A preliminary analysis on SSL trends data:

Tomo Eguchi

I conducted PCA’s on Steller Sea Lion trends data. Here are some preliminary results.

Variances of each variable (80’s slope, 90’s slope, 91 intercept, latitude, and longitude)

0.011 0.003 0.722 6.275 108.154

Because variances are very different (even without latitude and longitude), I use the correlation matrix in the following PCA’s. For the following analyses, I used locations as samples.

(a) PCA on 80’s slope, 90’s slope, and 91 intercept:

Variance explained by each PC: 0.452 0.354 0.193

Cumulative variance: 0.452 0.807 1.000

Eigenvectors:

1 0.513 0.735 -0.443

2 -0.668 0.017 -0.744

3 0.539 -0.678 -0.500

The plot PC 1 vs. PC 2 looks like this:

Looks like there are a few groups of points if I look at from a specific angle: (22, 4, 25), (20, 13), (29, 1, 8, 5, 24, 2, 12), and the rest. What do you think?

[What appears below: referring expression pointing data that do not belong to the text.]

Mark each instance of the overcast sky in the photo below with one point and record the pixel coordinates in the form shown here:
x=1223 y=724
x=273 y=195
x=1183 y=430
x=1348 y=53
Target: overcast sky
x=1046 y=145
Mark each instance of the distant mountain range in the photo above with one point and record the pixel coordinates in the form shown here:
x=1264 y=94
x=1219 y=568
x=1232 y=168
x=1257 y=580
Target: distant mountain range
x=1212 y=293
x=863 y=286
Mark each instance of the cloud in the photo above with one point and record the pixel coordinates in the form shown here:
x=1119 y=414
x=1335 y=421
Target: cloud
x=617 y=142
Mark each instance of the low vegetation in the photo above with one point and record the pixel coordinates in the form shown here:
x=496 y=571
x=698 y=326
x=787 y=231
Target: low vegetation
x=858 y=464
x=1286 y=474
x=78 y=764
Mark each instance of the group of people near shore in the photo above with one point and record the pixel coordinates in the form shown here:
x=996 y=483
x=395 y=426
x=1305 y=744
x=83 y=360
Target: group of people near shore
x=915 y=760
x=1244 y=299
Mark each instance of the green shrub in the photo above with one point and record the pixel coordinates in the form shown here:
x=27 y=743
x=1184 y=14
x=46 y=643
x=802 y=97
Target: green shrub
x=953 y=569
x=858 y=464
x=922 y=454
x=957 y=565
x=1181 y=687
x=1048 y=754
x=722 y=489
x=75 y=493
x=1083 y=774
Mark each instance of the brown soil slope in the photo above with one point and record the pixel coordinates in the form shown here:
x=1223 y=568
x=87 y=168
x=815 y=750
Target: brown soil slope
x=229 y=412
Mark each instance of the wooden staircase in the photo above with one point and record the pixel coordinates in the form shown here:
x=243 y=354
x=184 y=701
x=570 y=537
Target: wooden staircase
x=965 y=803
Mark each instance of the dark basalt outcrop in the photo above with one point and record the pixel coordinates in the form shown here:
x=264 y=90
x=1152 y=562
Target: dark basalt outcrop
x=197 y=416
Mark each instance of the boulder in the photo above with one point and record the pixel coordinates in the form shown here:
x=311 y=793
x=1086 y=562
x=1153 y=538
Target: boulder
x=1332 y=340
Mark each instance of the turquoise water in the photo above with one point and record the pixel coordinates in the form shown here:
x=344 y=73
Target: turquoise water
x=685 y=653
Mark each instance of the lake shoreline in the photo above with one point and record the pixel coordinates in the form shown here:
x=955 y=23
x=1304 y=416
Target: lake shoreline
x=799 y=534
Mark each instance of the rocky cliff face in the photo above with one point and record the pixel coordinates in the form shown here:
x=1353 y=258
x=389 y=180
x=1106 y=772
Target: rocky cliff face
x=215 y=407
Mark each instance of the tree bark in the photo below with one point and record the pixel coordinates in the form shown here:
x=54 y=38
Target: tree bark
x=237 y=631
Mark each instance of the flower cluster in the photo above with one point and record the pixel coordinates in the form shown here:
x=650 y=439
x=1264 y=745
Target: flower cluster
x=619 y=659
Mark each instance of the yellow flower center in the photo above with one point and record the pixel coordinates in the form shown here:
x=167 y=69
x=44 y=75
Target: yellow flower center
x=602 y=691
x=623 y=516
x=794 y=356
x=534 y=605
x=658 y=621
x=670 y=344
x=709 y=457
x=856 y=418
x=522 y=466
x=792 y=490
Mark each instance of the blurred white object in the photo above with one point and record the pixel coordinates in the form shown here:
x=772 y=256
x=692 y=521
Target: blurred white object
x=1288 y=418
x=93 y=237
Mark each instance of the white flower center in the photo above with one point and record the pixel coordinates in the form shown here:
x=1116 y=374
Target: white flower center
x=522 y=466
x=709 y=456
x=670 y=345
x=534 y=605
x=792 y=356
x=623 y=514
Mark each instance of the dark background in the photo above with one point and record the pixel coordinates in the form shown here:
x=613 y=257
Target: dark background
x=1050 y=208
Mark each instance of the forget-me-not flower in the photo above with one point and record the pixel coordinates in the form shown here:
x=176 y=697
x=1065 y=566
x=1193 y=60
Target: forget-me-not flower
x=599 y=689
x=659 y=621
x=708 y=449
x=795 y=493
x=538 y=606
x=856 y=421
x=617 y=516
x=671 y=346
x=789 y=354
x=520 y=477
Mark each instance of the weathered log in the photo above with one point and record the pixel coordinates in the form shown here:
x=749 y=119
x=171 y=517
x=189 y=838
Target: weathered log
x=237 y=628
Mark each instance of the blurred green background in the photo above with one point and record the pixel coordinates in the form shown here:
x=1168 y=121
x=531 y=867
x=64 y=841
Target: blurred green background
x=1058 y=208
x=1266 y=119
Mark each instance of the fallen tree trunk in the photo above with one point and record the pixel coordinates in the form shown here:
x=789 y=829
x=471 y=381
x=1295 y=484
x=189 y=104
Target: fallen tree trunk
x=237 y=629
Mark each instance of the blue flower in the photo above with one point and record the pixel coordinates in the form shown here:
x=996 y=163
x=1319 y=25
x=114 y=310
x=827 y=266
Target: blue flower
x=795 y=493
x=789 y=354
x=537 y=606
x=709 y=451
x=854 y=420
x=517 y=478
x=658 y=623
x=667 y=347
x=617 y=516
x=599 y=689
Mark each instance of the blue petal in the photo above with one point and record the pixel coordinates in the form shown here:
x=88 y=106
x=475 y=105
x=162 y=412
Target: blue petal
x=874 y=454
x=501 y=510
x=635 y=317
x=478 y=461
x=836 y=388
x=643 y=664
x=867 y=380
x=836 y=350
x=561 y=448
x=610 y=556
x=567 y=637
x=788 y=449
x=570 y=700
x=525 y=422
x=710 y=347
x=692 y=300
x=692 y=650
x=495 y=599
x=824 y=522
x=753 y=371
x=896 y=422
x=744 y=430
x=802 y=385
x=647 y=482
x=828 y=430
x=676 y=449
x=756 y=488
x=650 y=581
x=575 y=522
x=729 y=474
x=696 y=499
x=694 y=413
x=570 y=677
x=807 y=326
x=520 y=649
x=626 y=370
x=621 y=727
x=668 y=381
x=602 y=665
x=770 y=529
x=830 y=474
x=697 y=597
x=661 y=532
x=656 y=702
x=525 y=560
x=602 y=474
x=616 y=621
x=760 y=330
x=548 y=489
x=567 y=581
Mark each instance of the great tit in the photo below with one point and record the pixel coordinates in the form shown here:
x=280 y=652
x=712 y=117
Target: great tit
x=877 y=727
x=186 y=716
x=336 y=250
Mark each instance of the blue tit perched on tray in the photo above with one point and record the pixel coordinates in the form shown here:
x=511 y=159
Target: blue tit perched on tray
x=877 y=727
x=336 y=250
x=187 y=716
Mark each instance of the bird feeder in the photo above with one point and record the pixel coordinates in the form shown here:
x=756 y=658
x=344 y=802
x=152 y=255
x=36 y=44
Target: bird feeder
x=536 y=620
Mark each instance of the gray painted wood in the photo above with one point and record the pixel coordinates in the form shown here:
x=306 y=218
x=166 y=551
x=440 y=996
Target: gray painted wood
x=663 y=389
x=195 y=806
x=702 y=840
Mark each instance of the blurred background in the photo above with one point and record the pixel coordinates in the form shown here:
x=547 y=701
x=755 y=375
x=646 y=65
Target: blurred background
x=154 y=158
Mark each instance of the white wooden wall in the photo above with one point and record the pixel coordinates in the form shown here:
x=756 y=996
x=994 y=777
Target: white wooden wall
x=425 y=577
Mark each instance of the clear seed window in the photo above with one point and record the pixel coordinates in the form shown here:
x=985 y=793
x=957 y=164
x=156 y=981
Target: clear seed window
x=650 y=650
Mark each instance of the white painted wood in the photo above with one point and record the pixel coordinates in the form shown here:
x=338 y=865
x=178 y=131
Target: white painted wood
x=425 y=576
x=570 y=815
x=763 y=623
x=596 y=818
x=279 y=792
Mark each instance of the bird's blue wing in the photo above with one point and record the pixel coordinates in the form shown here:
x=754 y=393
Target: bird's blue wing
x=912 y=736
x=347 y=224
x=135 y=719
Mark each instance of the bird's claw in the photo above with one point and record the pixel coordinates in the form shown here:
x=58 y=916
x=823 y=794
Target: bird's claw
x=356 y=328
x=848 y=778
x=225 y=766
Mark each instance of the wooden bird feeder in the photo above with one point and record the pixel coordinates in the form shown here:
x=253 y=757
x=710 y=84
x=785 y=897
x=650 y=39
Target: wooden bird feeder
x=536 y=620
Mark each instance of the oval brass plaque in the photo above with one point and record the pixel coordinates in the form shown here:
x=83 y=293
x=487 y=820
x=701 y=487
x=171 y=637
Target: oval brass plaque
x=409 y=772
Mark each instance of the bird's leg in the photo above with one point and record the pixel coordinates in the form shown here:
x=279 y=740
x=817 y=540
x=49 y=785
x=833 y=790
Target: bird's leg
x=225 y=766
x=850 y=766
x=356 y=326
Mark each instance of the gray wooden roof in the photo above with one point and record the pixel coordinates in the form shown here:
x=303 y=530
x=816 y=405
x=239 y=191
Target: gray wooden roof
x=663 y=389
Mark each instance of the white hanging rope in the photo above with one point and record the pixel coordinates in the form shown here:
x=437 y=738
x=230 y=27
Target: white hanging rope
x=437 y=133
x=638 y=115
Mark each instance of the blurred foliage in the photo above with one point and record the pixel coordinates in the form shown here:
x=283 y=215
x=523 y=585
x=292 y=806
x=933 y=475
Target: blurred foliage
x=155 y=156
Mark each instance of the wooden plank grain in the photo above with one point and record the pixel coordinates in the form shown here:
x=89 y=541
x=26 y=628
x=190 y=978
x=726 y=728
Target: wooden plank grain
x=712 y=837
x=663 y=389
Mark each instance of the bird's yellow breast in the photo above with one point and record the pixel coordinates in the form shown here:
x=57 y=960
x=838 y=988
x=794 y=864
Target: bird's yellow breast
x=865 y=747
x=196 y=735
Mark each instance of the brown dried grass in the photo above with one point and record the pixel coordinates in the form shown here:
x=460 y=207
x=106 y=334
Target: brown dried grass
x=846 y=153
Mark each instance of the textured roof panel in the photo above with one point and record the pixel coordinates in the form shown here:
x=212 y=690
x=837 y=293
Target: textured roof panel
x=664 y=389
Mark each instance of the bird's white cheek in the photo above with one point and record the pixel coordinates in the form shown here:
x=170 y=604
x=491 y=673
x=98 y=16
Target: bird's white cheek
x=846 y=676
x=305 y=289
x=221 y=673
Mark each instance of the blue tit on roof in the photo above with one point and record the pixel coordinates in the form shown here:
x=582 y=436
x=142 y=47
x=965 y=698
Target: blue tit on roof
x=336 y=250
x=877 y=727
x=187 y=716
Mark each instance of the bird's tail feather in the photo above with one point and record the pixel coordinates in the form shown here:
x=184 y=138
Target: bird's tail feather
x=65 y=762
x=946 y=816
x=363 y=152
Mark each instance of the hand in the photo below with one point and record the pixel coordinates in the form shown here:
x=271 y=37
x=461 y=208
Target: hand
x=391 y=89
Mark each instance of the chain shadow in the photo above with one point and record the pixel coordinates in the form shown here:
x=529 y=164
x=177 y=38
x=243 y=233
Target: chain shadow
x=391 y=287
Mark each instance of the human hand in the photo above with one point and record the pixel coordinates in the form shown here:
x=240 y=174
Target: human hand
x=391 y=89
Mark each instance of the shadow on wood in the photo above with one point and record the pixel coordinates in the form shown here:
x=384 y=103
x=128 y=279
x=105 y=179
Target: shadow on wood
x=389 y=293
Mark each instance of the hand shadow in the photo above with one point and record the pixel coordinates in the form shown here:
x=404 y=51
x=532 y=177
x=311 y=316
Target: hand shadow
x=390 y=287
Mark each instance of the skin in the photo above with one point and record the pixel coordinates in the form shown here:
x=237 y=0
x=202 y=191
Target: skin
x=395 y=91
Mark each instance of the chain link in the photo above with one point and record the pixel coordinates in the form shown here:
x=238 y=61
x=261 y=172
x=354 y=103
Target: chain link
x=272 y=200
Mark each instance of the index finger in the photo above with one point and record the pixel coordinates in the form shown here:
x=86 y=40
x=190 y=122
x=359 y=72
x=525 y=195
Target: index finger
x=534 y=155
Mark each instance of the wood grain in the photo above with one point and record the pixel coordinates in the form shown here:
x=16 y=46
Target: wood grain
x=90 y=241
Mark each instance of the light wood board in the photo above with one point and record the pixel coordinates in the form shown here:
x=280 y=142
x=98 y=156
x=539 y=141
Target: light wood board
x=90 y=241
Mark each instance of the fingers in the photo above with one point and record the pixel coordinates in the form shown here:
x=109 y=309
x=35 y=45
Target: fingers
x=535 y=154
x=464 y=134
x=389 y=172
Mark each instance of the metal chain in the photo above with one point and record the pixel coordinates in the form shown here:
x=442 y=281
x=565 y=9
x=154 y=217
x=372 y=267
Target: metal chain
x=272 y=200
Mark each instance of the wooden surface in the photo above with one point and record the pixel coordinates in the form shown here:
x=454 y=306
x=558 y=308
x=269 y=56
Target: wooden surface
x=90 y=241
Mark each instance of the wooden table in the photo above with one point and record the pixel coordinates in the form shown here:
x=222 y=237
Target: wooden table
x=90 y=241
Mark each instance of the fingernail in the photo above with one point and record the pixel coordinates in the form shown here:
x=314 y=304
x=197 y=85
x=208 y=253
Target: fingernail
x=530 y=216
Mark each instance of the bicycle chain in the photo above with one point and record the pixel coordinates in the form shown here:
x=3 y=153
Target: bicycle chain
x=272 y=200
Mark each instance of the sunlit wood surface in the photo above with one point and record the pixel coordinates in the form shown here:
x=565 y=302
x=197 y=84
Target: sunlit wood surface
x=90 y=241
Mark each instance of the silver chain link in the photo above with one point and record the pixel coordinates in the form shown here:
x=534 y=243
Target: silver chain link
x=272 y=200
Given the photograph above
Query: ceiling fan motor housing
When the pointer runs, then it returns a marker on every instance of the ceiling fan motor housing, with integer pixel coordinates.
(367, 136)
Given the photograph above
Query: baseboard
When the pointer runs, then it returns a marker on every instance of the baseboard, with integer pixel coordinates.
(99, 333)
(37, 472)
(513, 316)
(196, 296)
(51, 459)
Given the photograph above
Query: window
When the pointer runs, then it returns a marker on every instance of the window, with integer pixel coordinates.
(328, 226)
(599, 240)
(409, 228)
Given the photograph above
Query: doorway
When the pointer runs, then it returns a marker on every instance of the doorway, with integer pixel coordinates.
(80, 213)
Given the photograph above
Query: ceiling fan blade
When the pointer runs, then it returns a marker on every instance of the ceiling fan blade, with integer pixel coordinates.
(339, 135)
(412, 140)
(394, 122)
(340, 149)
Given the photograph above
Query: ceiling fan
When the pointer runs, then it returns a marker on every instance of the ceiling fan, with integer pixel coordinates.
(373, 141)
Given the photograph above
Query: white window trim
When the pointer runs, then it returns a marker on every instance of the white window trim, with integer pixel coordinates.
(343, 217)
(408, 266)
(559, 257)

(b) Next, I added the longitude and latitude as variables and ran a PCA:

Variance explained by each PC: 0.481 0.224 0.206 0.083 0.006

Cumulative variance: 0.481 0.705 0.911 0.994 1.000

Eigenvectors:

1 0.319 0.212 -0.365 -0.615 0.584

2 -0.638 -0.656 -0.270 -0.145 0.265

3 0.416 -0.561 0.663 -0.203 0.177

4 0.541 -0.458 -0.591 0.129 -0.363

5 -0.161 0.026 0.073 -0.737 -0.652

And the plot of PC 1 vs. PC 2:

Of course, the latitude and longitude play a big role in this analysis. The following is a map of the rookeries:

According to Rencher (1995; p. 433), “the component from a given correlation matrix are not unique to that correlation matrix. … Thus the statement that the first component from a correlation matrix accounts for, say, 90% of the variance is not very meaningful. In general, for p > 2 (# variables), the components from a correlation matrix depend only on the ratios (relative values) of the correlations, not on their actual values, and components of a given correlation matrix will serve for other matrices.”